Cardan (1501-1576), a physician and astrologer, was also a half-crazy magician. He was a skilful physician, and visited King Edward VI. to calculate his nativity, and Cardinal Beaton to cure him in his sickness.
Giordano Bruno (1548-1600) was an Italian philosopher of the Renaissance, who, from a determination to study the universe for himself, threw off the restraints of the Christian religion and revolted against the authority of Aristotle and tradition. His most popular and characteristic work is the Spaccio. He was not an atheist, as has been asserted, but a pantheist. He considered the soul of man as a thinking monad, and as immortal. He was burnt at the stake for his opinions, which, it must be admitted, were in some respects detrimental to morality as well as to faith.

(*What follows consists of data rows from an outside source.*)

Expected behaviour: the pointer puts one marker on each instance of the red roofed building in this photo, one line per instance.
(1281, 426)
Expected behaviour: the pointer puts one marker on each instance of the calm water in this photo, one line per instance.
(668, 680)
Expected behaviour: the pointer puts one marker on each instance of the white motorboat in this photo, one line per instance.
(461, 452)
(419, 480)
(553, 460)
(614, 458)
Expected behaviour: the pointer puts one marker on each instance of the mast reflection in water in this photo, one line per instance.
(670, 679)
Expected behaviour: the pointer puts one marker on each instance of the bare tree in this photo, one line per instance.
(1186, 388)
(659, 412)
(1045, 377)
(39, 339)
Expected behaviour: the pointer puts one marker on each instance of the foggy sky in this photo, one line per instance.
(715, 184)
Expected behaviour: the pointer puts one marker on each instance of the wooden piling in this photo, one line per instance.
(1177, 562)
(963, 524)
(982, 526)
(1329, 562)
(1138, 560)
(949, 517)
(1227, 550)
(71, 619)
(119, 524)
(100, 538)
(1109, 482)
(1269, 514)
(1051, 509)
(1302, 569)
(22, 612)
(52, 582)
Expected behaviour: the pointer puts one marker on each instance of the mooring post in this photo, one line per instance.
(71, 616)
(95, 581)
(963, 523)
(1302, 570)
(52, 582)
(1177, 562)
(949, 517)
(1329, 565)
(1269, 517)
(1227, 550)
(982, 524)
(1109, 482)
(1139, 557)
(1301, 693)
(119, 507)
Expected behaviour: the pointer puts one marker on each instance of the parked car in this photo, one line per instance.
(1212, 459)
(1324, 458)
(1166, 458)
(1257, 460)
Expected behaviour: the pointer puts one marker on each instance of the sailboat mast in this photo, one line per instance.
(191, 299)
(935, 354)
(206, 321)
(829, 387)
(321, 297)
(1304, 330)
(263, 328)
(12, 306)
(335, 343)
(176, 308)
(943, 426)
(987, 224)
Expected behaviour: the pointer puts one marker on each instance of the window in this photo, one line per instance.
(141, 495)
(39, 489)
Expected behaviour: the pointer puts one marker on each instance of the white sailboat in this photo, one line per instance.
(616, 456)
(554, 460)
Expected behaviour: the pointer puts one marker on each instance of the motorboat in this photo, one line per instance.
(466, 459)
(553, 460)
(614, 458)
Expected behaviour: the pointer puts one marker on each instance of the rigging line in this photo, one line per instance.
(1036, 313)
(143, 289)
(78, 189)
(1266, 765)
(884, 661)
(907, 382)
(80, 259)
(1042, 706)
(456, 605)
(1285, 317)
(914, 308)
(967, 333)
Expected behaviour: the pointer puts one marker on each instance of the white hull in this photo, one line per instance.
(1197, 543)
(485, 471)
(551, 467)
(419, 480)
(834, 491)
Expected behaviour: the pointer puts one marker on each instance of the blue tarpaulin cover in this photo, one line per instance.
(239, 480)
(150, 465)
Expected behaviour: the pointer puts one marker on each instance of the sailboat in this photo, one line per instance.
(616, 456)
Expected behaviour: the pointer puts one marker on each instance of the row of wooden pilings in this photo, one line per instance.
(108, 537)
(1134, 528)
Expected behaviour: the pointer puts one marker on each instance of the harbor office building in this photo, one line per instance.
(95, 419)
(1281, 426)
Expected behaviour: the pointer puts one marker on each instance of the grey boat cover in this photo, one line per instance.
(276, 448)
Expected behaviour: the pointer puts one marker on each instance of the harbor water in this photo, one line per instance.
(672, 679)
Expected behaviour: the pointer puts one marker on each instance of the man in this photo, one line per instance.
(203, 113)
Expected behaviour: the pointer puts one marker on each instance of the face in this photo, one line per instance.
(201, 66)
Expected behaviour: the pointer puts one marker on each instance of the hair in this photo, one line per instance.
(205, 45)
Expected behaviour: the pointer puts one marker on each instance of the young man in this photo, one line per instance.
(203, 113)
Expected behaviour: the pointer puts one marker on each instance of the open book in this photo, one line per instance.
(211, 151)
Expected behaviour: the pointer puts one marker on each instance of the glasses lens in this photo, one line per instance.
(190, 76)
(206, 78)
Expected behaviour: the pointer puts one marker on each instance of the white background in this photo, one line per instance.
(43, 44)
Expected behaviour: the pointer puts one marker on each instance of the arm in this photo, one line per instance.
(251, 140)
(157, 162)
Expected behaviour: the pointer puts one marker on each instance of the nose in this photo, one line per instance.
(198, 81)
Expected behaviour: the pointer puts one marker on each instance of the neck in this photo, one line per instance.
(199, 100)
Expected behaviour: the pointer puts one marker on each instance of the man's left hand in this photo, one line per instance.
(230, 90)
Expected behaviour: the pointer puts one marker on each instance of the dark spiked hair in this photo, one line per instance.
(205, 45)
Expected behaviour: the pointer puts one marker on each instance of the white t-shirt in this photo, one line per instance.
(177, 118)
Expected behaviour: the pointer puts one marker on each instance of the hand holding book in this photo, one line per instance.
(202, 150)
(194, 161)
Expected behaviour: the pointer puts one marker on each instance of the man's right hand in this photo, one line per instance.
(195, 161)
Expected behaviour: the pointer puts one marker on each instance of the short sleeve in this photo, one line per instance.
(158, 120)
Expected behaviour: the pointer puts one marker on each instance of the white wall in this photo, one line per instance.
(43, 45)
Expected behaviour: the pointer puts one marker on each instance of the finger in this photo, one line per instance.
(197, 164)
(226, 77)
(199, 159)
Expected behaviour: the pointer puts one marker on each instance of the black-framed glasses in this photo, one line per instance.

Michel de Montaigne (1533-1592), the sceptical founder of a new philosophy, and one of the most delightful of essayists, anticipated the scientific spirit by his minute and critical observation upon the curious facts connected with human nature.
François Rabelais (c. 1490-1553) entered the faculty of medicine at Montpellier.
Euricus Cordus (1486-1535), who studied medicine at Erfurt, is famous for the following admirable epigram:—
“Three faces wears the doctor: when first sought,
An angel’s—and a God’s, the cure half wrought;
But, when that cure complete, he seeks his fee,
The Devil looks then less terrible than he.”
His son, Valerius Cordus (1515-1544), was the discoverer of sulphuric ether.